I was turning a 100 weed pots and needed a fast way to get them done.
Oh I made mine out of Dry Cedar so DNA did not play a part in this project.

Bernie Weishapl
03-12-2006, 3:29 PM
Corey you could use your faceplate and leave enough wood you could part it off. I did this on the first couple I did. I screwed the faceplate to the bottom end. I left enough wood that I could form the bottom and then just parted it off. The only thing to watch for is to make sure you leave enough wood that you don't hit the screws holding the wood. Just a thought.

Corey Hallagan
03-12-2006, 3:50 PM
Thanks Gary, I understand perfectly. That will work. Bernie, thought about that too on the faceplate end as well.
So, will I have to rough turn it and then DNA it and finish it?

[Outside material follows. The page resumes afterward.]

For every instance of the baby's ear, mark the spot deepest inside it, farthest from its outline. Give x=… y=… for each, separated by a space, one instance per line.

Wasn't there something about using a microwave as well to dry it

corey

Gary Max
03-12-2006, 4:07 PM
I use the mic for real small stuff like pen blanks.
You have to go slow
Run it for 30 to 60 seconds then let it cool----keep repeating until it quits steaming
Plus it ain't real good for you mic either

Jim Becker
03-12-2006, 4:16 PM
Yes, you can do it between centers (predrilling in this case) or use a glue block on a small faceplate to mount the workpiece. I tend to the latter for these kind of things as it's easy to part off even after finishing, leaving only a little hand work on the very bottom.

Bernie Weishapl
03-12-2006, 5:10 PM
Corey I just rough mine out and then remove the face plate. Go straight to the DNA for 24 hrs, wrap in newspaper and cut a opening in the newspaper on the end you drilled. Leave about 1/2" of newspaper around the end. I use masking tape to hold the newspaper. Let it dry about 2 to 3 weeks and then put back on the face plate and turn her to final size.

John Hart
03-13-2006, 6:33 AM
Corey, I emphatically second Gary's method of predrilling and using his jig idea. My problem was that drilling the hole after turning usually caused a slight off-center hole that really shows up.....along with the cracking problem, which I also had.